Vladimir Potanin: Russia’s richest businessman has a warning for Putin

Vladimir Potaninpresident of the metallurgical giant Norilsk Nickel (NILSI) and its largest shareholder said that Russia risks returning to the turbulent days of the 1917 revolution if it slams the door on Western companies and investors. He urged the Russian government to exercise extreme caution regarding the seizure of assets.

“Firstly, it will take us back a hundred years, to 1917, and we will experience the consequences of such a step — global distrust of Russia on the part of investors — for many decades,” he said in a message posted on the Norilsk Nickel website. . Telegram account on Thursday.

“Secondly, the decision of many companies to suspend their activities in Russia is, I would say, somewhat emotional in nature and could be taken as a result of unprecedented pressure on them from public opinion abroad. So most likely they will come back. I personally would leave that option for them,” he added.

Potanin is Russia’s richest billionaire and is still worth about $22.5 billion, according to Bloomberg, despite losing about a quarter of his fortune this year in the Norilsk Nickel stock crash. The company’s shares lost more than 90% in London trading before they were suspended this month despite a sharp rise in prices for its goods.
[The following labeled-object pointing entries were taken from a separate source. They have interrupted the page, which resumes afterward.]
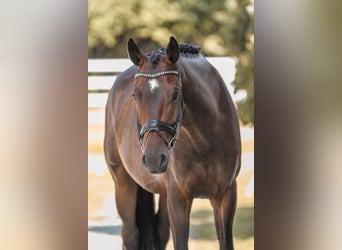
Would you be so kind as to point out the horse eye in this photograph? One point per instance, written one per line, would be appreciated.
(174, 96)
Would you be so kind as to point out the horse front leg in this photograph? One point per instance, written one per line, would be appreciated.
(179, 215)
(125, 197)
(224, 211)
(163, 223)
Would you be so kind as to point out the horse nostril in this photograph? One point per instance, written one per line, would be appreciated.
(143, 159)
(163, 159)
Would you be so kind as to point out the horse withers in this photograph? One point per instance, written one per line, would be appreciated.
(171, 129)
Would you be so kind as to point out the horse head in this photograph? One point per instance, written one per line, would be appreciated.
(157, 94)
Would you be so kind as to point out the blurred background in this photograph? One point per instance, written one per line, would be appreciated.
(224, 31)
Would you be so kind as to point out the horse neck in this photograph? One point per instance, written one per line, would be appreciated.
(200, 101)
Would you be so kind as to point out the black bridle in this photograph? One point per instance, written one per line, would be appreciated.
(159, 126)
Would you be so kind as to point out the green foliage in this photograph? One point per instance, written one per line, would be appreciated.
(219, 27)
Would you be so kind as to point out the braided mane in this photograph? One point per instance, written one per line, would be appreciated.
(185, 50)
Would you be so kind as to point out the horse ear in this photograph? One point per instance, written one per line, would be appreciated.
(134, 53)
(172, 50)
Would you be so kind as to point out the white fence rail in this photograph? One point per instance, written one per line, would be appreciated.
(103, 72)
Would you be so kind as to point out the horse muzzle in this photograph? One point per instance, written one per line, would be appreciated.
(156, 163)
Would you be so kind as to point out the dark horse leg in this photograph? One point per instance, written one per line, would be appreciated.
(179, 213)
(163, 223)
(224, 210)
(125, 197)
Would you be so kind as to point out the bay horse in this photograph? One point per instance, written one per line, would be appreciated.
(171, 129)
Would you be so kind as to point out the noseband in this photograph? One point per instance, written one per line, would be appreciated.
(159, 126)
Norilsk Nickel is the world’s largest producer of palladium and high-quality nickel, as well as a major producer of platinum and copper. The company and its core products escaped the punitive sanctions imposed by Western countries that hit the Russian economy.

Dozens of American, European and Japanese companies have divested joint ventures, factories, stores, offices and other assets in the past two weeks in response to Russia’s invasion of Ukraine and sanctions. They were joined on Thursday by Goldman Sachs and JPMorgan, the first major Western banks to announce a full exit from Russia since the crisis erupted in February.

Russian President Vladimir Putin said on Thursday that he supports a plan to introduce “outside management” of foreign companies leaving Russia.

“We need to act decisively with those [companies] who are going to close their factories,” Putin said in a video posted by the Kremlin and broadcast to state media. “Then we need to… introduce external management, and then transfer these enterprises to those who want to work,” he added.

A Russian consumer rights organization has drawn up a list of companies that have decided to leave and may be nationalized, according to a report by the Russian newspaper Izvestiya, later quoted by the state news agency TASS.

The document, which was reportedly sent to the Russian government and the Prosecutor General’s Office, includes 59 companies, including Volkswagen, Apple, IKEA, Microsoft, IBM, Shell, McDonald’s, Porsche, Toyota, H&M, and may be supplemented by other brands. “News”. said.

Potanin said it was not particularly appropriate to talk about the nationalization of Western assets, but the Kremlin’s proposal could allow “owners to keep property, and companies to avoid collapse, continue to produce products and pay workers.”

“I understand that in light of the economic restrictions directed against Russia, there may be an understandable desire to act symmetrically,” he wrote. “But on the example of Western countries, we see that the economies of these countries are suffering from the imposition of sanctions against Russia. We need to be wiser and avoid a scenario where retaliatory sanctions hit us ourselves.”

He also urged Russia to ease restrictions on foreign exchange so that interest can be paid on foreign bonds and loans. Otherwise, there was a risk that the country could default on all of its external debt, which he estimates is about $480 billion.